This is a common misconception among not just hobbyists but other people that simple because they are using good supplements that this meets all of the animal's (or person's) metabolic needs. 
Among pretty much all vertebrate taxa its been repeatedly demonstrated that there can be wide variations within a species based not only on age, reproductive status and so forth but individual requirements. People forget that the vitamin content of the supplements is based on the minimal amount required to prevent symptoms of deficiency. As a consequence, the animal may actually need more of a vitamin to meet its optimal metabolism. 

There can also be significant differences in vitamin requirements to prevent deficiencies between animals that are different weights. The reason for this is because different weight animals within the same species and between the same species don't have the same exact metabolic needs.

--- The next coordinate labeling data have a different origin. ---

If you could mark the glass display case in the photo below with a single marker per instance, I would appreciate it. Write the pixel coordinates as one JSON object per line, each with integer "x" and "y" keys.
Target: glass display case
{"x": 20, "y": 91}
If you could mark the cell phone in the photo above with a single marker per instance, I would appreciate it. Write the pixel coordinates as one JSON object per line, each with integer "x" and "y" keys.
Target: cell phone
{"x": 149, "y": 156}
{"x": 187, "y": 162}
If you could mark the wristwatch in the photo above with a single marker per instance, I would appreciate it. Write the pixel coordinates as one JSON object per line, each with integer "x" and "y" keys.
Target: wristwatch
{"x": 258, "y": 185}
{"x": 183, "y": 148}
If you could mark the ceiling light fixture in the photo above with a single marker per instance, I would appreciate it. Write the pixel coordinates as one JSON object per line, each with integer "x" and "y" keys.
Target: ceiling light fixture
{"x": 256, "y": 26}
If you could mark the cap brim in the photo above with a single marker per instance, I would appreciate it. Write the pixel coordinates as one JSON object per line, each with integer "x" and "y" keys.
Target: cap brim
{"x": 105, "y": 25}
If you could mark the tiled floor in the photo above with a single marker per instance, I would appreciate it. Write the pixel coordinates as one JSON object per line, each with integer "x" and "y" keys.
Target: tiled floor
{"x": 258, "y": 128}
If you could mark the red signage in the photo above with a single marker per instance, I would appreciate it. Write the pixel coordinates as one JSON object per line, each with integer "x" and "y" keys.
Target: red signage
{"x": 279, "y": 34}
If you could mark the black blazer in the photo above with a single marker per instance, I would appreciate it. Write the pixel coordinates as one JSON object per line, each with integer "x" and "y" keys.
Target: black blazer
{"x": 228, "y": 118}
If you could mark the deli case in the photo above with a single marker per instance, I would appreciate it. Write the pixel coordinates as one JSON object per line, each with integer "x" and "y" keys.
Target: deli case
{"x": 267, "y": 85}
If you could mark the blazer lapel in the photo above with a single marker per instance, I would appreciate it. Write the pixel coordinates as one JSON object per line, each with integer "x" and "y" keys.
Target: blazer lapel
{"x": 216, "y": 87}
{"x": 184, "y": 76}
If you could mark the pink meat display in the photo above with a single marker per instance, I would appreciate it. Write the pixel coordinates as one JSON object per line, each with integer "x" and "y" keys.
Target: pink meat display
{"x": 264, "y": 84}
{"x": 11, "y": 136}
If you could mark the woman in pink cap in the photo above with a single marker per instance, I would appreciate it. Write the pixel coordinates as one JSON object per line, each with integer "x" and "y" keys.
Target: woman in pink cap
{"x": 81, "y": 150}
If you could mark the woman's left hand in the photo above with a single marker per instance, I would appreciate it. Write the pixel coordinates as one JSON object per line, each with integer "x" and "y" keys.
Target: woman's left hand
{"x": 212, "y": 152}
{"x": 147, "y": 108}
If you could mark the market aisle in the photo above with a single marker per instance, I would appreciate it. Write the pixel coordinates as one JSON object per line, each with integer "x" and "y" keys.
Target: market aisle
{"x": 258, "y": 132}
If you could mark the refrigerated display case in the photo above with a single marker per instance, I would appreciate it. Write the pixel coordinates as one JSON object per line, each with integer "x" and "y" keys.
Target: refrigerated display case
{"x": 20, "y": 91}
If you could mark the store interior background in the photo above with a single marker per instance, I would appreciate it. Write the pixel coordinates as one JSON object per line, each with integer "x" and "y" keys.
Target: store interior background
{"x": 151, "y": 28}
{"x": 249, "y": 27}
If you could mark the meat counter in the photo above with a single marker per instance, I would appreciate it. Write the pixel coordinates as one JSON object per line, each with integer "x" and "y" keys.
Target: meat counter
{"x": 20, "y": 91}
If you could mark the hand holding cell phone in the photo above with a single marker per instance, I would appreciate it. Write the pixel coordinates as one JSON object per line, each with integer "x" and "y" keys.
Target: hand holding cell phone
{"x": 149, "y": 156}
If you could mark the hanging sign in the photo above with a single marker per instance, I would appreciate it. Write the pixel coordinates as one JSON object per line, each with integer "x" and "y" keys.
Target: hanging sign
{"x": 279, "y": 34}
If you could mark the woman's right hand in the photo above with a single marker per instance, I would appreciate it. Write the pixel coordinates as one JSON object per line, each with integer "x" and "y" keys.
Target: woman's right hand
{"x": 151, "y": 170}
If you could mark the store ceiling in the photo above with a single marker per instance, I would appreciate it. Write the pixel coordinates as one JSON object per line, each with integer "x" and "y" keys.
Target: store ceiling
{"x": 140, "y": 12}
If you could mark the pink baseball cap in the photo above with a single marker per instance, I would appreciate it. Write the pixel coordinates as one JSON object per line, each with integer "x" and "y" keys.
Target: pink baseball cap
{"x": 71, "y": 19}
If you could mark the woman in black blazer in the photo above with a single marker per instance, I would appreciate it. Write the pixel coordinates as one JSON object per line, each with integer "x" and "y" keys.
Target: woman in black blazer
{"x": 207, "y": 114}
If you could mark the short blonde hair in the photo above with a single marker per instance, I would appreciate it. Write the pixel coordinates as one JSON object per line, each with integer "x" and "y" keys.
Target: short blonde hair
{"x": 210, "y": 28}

See for example 

Yates, A. A., S. A. Schlicker, and C. W. Suitor. "Dietary reference intakes for calcium, phosphorus, magnesium, vitamin D and fluoride." J Am Diet Assoc 98 (1998): 699-706.

Remember minimal levels to prevent signs of deficiency aren't the same as optima values for an individual which in turn means that there can be deficiencies despite adequate levels in the diet.. 

For examples of this see Williams, Roger J., and Gary Deason. "Individuality in vitamin C needs." Proceedings of the National Academy of Sciences 57.6 (1967): 1638-1641.

Baker, David H. "Problems and pitfalls in animal experiments designed to establish dietary requirements for essential nutrients." J. Nutr 116.12 (1986): 2339-2349.

Shiau, Shi-Yen, and Hwei-Lin Hsieh. "Vitamin B6 requirements of tilapia Oreochromis niloticus x O. aureus fed two dietary protein concentrations." Fisheries science 63.6 (1997): 1002-1007.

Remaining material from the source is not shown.